Düşünürler Kur’an’ın mucizeleri hakkında birçok meseleyi gündeme getirmiş ve bunları farklı boyutlarda incelemişlerdir. Tabi konu hakkında farklı görüşler de vardır.
Selefler bir şekilde düşünmüş halefler başka bir şekilde düşünüp seleflerin beyanlarına yeni şeyler ilave etmişlerdir. Aşağıda Kur’an’ın mucizeleri hakkında öne sürülen farklı görüşlere değineceğiz.

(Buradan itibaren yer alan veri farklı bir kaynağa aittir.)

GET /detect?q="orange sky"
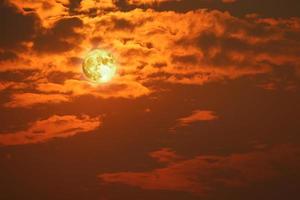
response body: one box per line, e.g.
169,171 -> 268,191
0,0 -> 300,200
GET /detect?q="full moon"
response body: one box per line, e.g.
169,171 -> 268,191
82,49 -> 117,83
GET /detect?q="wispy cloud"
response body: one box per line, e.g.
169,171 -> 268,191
0,115 -> 101,146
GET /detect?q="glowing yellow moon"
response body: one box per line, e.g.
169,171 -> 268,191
82,49 -> 117,83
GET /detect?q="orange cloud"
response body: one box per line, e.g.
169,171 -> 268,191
4,93 -> 70,108
149,148 -> 180,163
0,115 -> 101,146
177,110 -> 218,126
127,0 -> 182,5
0,0 -> 300,108
98,146 -> 300,195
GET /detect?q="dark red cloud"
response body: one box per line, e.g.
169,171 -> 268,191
0,0 -> 41,50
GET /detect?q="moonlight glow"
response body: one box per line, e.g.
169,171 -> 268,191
82,49 -> 116,83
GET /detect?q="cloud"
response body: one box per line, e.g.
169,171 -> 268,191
0,0 -> 41,50
98,145 -> 300,195
4,93 -> 70,108
0,1 -> 300,108
177,110 -> 218,126
149,148 -> 181,163
0,115 -> 101,146
33,17 -> 83,53
127,0 -> 182,6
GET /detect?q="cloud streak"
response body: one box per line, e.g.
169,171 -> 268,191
0,115 -> 101,146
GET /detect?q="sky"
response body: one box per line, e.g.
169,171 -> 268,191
0,0 -> 300,200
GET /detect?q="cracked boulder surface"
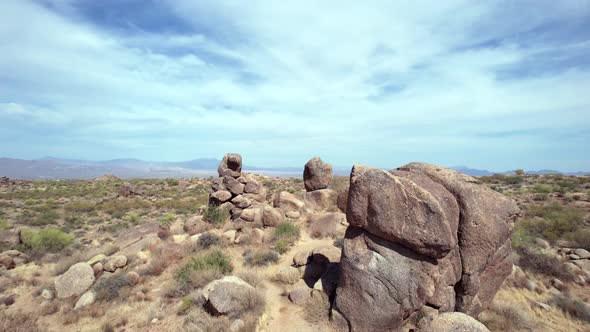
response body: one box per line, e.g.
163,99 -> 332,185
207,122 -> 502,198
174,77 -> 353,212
333,163 -> 519,331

1-Arap edipler ve uzman edebiyatçılar Kur’an’ın yüce belagat ve fesahate sahip olmasından dolayı mucize olduğunu söylemişlerdir. Kur’an’da kullanılan kelimelerin açık ve akıcı bir anlatıma sahip olması, kelimelerin titizlikle seçilmesi ve kelimelerin kendi münasip yerlerinde kullanılması güzel bir terkip meydan getirmiş. Böylece kelimeler arasında var olan ahenk, bir örgü ağı oluşturmuş ve baştanbaşa her ayet ve sure birbirinden ayrılmayan bir düzenin habercisi olmuştur. Bütün bunlar, bu ilahi sözün güç ve kudretine delalet etmektedir. Buna ilave olarak seçilmiş kelimelerin yerlerinin değiştirilmesi imkânsızdır. Bu ilim ve edebiyat öncülerinin beyan ettikleri bir sırdır. Diyorlar ki: Kur’an kelimelerinden herhangi biri alınıp bunun yerine başka bir kelime yerleştirilmek için bütün Arap lüğatı aransa bile bunun yerini alacak bir kelime bulunamaz. Zira bu kelimeyle mana, muhteva, Ahenk ve uyum açısından bir olan herhangi bir kelime bulunmaz. Bu insan kudretinin dışında olan bir titizliğin her cümle için seçilen kelimelere ve her ayet için seçilen cümlelere, gösterildiğini sergiler. Zira böyle seçilmiş kelimelere ve cümlelere titizlikle riayet etmek bilfiil zihnin huzuruna ve kâmil ihataya gereksinim duymaktadır. İnsan her ne kadar kelimelerin özelliklerini tanımada uzman olsa da daimi zihni huzura ve kâmil bir ihataya sahip olamaz. Kesinlikle –her ne kadar yetenekli ve uzman olsa da- hataya düçar olur ve kullandığı kelimeler veya cümleler yüzünden küçük düşürülür. Zira bu gibi durumlar hatipler ve edipler arasında görülen bir vakıadır. Lakin Kur’an – geniş bir zaman zarfında nazil olmakla birlikte- düzenli ve muhkem kelami güç ve kudrete sahiptir.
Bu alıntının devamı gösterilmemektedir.